Aqui conhecemos um pouco mais a figura enigmática de Kelly-Anne: é uma mulher independente, com uma carreira de modelo para sites fetichistas. E uma hábil jogadora de poker on line, capaz de, por exemplo, pagar a conta em um restaurante com as bitcoins que acabou de ganhar em um rápido jogo de poker em seu smartphone.
Enquanto a ingênua Clementine se apaixonou pelo pedófilo-celebridade, Kelly-Anne é fria, capaz de mergulhar nos horrores inimagináveis na Internet: entrar em leilão virtual para adquirir o terceiro vídeo perdido de Chevalier. Enquanto na outra tela, joga uma partida de poker on line para ganhar as bitcoins necessárias para vencer o leilão.
São duas personagens intrigantes, capazes de dormir na rua, em frente ao tribunal, para conseguir pegar o melhor lugar na galeria pública.

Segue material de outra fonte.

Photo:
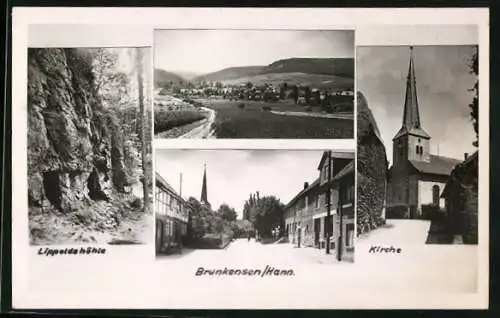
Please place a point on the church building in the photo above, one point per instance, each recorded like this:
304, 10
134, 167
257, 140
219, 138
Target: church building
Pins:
416, 177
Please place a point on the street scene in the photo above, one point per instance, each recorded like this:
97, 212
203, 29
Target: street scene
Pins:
253, 84
207, 207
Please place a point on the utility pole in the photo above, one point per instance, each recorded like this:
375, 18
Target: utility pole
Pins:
180, 185
328, 202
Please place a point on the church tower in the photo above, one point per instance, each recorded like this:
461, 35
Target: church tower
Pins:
411, 142
204, 196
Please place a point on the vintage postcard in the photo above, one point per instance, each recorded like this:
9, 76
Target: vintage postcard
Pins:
250, 158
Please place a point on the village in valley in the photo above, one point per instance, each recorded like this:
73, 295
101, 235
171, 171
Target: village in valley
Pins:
315, 225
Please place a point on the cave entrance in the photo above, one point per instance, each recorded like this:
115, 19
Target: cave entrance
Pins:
52, 188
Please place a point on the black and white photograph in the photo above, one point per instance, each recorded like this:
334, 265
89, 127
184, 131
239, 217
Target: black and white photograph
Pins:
254, 84
292, 206
417, 190
89, 145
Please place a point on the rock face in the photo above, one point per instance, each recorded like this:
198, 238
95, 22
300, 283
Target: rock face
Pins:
74, 145
372, 171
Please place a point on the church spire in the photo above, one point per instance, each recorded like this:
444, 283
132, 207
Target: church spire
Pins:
204, 198
411, 116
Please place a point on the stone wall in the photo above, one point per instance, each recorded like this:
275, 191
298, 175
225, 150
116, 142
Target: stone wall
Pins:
75, 150
372, 171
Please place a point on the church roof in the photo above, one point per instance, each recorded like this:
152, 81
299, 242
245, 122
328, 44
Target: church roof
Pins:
411, 116
439, 165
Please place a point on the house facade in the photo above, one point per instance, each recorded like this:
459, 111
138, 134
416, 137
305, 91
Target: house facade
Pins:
461, 200
306, 215
171, 213
416, 177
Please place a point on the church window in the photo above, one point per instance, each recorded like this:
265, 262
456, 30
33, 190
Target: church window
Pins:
435, 195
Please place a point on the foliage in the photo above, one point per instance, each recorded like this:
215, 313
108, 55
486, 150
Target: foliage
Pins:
397, 212
227, 213
266, 213
203, 221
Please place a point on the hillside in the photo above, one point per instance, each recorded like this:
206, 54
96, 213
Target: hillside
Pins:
335, 67
231, 73
313, 80
162, 78
343, 67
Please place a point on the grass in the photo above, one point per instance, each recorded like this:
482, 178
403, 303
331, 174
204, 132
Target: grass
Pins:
253, 122
166, 119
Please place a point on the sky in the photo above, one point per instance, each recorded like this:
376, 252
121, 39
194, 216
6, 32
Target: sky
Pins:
443, 82
205, 51
233, 174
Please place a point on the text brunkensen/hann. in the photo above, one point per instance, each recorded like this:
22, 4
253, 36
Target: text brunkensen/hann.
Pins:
267, 271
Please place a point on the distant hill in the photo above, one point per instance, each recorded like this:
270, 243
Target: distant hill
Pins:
343, 67
314, 80
305, 71
231, 73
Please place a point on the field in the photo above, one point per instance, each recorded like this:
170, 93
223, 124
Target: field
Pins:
175, 116
255, 120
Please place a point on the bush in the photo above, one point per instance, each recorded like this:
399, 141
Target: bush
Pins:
397, 212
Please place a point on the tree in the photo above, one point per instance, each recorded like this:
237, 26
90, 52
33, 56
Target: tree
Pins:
227, 213
266, 213
307, 93
198, 219
474, 111
295, 93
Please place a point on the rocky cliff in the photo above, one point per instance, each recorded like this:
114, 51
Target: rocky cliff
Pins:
75, 148
372, 171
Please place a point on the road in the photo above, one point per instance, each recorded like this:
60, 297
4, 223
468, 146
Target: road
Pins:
204, 130
249, 253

O que elas querem? Clementine, é a groupie clássica do século XX: apaixona-se pela celebridade para esquecer da própria vida.

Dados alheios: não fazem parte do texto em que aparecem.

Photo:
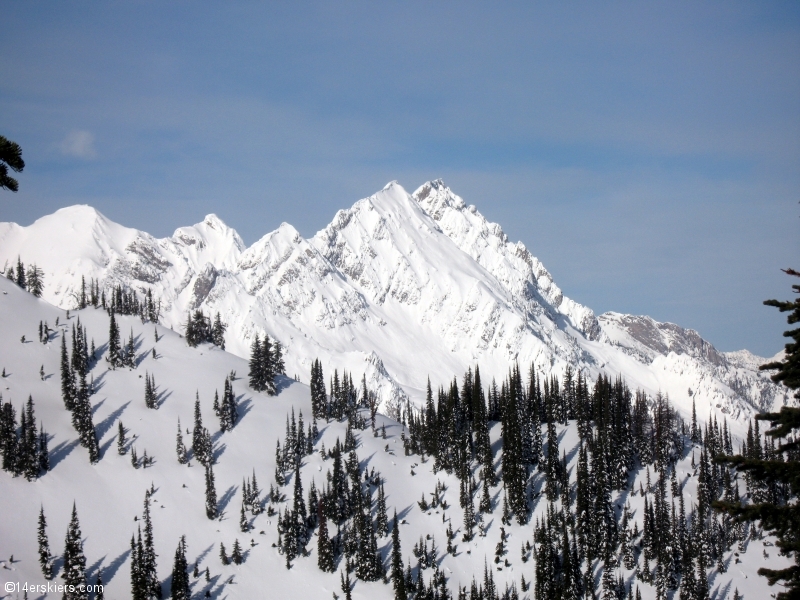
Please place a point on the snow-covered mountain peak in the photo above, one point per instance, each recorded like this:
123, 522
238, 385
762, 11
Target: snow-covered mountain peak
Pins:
210, 241
521, 274
399, 287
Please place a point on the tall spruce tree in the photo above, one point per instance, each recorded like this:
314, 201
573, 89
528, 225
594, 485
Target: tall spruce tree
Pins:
114, 345
180, 575
45, 557
782, 466
148, 557
74, 573
180, 447
398, 580
324, 546
211, 493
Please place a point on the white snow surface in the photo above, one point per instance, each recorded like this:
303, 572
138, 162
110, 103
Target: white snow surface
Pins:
398, 287
110, 494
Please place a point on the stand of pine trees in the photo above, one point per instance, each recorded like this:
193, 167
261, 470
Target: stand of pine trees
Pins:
199, 329
31, 280
75, 391
266, 362
675, 547
24, 448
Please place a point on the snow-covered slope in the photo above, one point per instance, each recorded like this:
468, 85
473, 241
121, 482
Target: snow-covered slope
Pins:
109, 495
400, 287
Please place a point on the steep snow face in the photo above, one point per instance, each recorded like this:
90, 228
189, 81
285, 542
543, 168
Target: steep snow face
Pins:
399, 287
528, 284
109, 495
729, 381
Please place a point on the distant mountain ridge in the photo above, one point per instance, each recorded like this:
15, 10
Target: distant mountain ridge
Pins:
399, 287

Já Kelly-Anne é muito mais complexa. Alguém que pode muito bem de ter gostado de assistir aos três terríveis vídeos de imolações, enquanto ao mesmo tempo fornece as provas que faltavam para incriminar de vez o acusado.
Parece ser dotada de um voyeurismo radical, bem diferente da sociedade do espetáculo do século passado: sem paixão, amoral. Kelly-Anne parece reviver da Dark Web o princípio do velho Marques de Sade: “O Mal deve ser praticado sem paixão”, filosofava Sade no livro “120 Dias de Sodoma”.
Para ele, o verdadeiro libertino deve ser neutro, melancólico, apático, estoico, muito longe do senso comum dos seres malignos enlouquecidos, obcecados ou selvagens.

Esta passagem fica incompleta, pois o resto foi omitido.